Biomethane produced at Cambridgeshire facility has been directly connected to the Gas National Transmission System for first time
Renewable gas produced from cattle manure and straw at a farm in Cambridgeshire has been directly injected into the gas grid to help householders heat their homes and cook meals, in what National Grid claims is a UK first.
The Murrow Anaerobic Digestion (AD) Plant in Cambridgeshire operated by Biocow Ltd breaks down cow manure and straw in sealed tanks to produce biomethane - also known as biogas - that delivers significant carbon emissions savings compared to fossil fuel natural gas.
National Grid confirmed yesterday that a pipeline from the Murrow facility was directly connected to the Gas National Transmission System late last month, successfully enabling flows of up to 15,000 standard cubic meters per hour of the biogas into the grid.

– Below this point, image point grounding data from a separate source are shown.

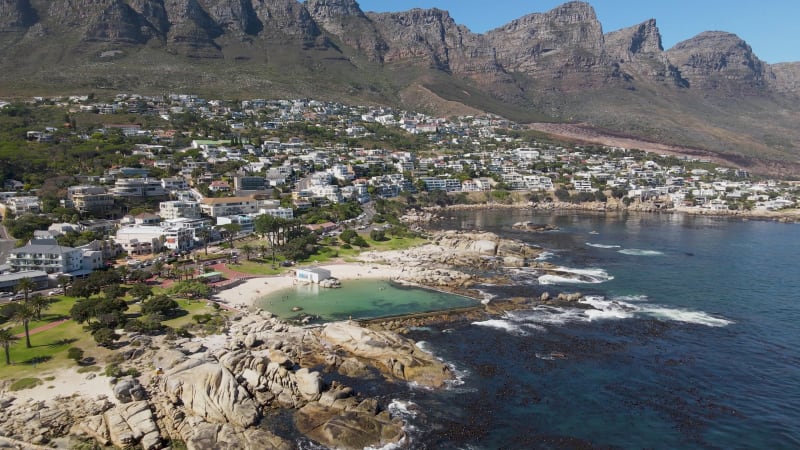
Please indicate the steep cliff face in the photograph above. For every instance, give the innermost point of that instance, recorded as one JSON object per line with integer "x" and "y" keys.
{"x": 16, "y": 15}
{"x": 638, "y": 54}
{"x": 118, "y": 23}
{"x": 154, "y": 14}
{"x": 284, "y": 19}
{"x": 235, "y": 16}
{"x": 432, "y": 37}
{"x": 192, "y": 30}
{"x": 716, "y": 60}
{"x": 560, "y": 43}
{"x": 345, "y": 20}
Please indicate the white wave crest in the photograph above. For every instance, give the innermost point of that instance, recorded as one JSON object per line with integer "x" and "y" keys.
{"x": 502, "y": 324}
{"x": 403, "y": 409}
{"x": 640, "y": 252}
{"x": 562, "y": 275}
{"x": 602, "y": 245}
{"x": 618, "y": 308}
{"x": 681, "y": 315}
{"x": 605, "y": 309}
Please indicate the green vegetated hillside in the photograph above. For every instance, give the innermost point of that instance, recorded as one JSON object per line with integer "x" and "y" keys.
{"x": 710, "y": 92}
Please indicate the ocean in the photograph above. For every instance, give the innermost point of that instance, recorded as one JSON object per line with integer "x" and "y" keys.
{"x": 691, "y": 341}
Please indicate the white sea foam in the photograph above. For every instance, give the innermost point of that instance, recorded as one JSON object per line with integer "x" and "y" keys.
{"x": 564, "y": 275}
{"x": 520, "y": 322}
{"x": 640, "y": 252}
{"x": 502, "y": 324}
{"x": 681, "y": 315}
{"x": 403, "y": 409}
{"x": 605, "y": 309}
{"x": 602, "y": 245}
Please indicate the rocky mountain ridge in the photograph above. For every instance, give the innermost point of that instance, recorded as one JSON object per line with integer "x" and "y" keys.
{"x": 558, "y": 63}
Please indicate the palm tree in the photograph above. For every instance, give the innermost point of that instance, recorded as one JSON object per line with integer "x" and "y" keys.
{"x": 205, "y": 234}
{"x": 25, "y": 286}
{"x": 248, "y": 250}
{"x": 6, "y": 339}
{"x": 39, "y": 303}
{"x": 23, "y": 315}
{"x": 63, "y": 282}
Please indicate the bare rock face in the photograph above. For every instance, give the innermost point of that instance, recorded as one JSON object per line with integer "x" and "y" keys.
{"x": 562, "y": 43}
{"x": 389, "y": 352}
{"x": 345, "y": 20}
{"x": 192, "y": 30}
{"x": 235, "y": 16}
{"x": 213, "y": 436}
{"x": 16, "y": 15}
{"x": 720, "y": 61}
{"x": 283, "y": 19}
{"x": 350, "y": 428}
{"x": 637, "y": 53}
{"x": 210, "y": 391}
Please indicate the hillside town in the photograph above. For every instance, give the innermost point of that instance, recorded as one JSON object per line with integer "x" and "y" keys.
{"x": 195, "y": 171}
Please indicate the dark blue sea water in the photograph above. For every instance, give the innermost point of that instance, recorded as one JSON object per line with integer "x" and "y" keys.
{"x": 692, "y": 341}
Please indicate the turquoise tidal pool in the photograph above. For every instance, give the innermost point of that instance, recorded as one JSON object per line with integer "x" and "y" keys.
{"x": 359, "y": 299}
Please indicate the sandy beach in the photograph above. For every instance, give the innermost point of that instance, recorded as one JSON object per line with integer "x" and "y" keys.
{"x": 244, "y": 295}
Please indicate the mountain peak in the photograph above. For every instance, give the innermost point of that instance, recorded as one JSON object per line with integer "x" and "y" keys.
{"x": 719, "y": 60}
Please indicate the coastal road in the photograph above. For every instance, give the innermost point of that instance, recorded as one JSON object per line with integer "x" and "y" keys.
{"x": 6, "y": 244}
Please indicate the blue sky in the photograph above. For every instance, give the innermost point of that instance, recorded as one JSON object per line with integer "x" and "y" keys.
{"x": 769, "y": 26}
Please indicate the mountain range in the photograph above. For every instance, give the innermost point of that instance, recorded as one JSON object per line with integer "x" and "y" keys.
{"x": 710, "y": 94}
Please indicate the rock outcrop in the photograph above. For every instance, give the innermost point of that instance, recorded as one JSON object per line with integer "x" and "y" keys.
{"x": 220, "y": 397}
{"x": 721, "y": 61}
{"x": 392, "y": 354}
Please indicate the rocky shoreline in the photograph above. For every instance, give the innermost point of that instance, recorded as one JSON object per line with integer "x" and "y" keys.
{"x": 214, "y": 392}
{"x": 435, "y": 212}
{"x": 217, "y": 391}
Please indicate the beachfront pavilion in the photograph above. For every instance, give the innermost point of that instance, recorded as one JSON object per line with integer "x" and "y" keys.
{"x": 312, "y": 275}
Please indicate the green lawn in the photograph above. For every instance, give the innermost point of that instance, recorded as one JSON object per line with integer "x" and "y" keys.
{"x": 48, "y": 351}
{"x": 256, "y": 267}
{"x": 191, "y": 307}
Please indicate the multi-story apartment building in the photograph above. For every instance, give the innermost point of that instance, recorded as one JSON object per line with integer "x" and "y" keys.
{"x": 145, "y": 239}
{"x": 21, "y": 205}
{"x": 92, "y": 199}
{"x": 138, "y": 188}
{"x": 48, "y": 257}
{"x": 174, "y": 184}
{"x": 228, "y": 206}
{"x": 179, "y": 209}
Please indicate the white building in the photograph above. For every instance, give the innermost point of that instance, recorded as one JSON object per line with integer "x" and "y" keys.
{"x": 179, "y": 209}
{"x": 228, "y": 206}
{"x": 21, "y": 205}
{"x": 144, "y": 239}
{"x": 312, "y": 275}
{"x": 48, "y": 257}
{"x": 140, "y": 188}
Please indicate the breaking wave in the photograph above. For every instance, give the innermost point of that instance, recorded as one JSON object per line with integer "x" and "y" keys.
{"x": 597, "y": 308}
{"x": 563, "y": 275}
{"x": 640, "y": 252}
{"x": 602, "y": 245}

The facility is now set to provide enough biogas to meet the annual gas needs of 10 average UK households.
Ian Radley, head of gas systems operations at National Grid, said that technologies supporting the use of hydrogen and biomethane would "play a critical role in the journey to Britain achieving net zero".
"We've collaborated closely with Biocow on this innovative project to ensure we met their needs and ultimately successfully connected their site to the National Transmission System; supporting the transition to a low carbon economy and paving the way for similar projects in the future," he said.
Chris Waters, managing director of Biocow, also hailed the Murrow biogas grid pipeline as "a very important first step" in the firm's efforts to "continue pioneering new and innovative ways to inject green gas into the grid".
"We look forward to continued collaboration with National Grid in the future as we continue to develop our site at Murrow," he added.
The gas industry has publicly backed the UK's net zero emissions goal and has launched a series of research projects and trials in recent months to explore how the existing gas network could be repurposed to use biogas and green hydrogen at scale.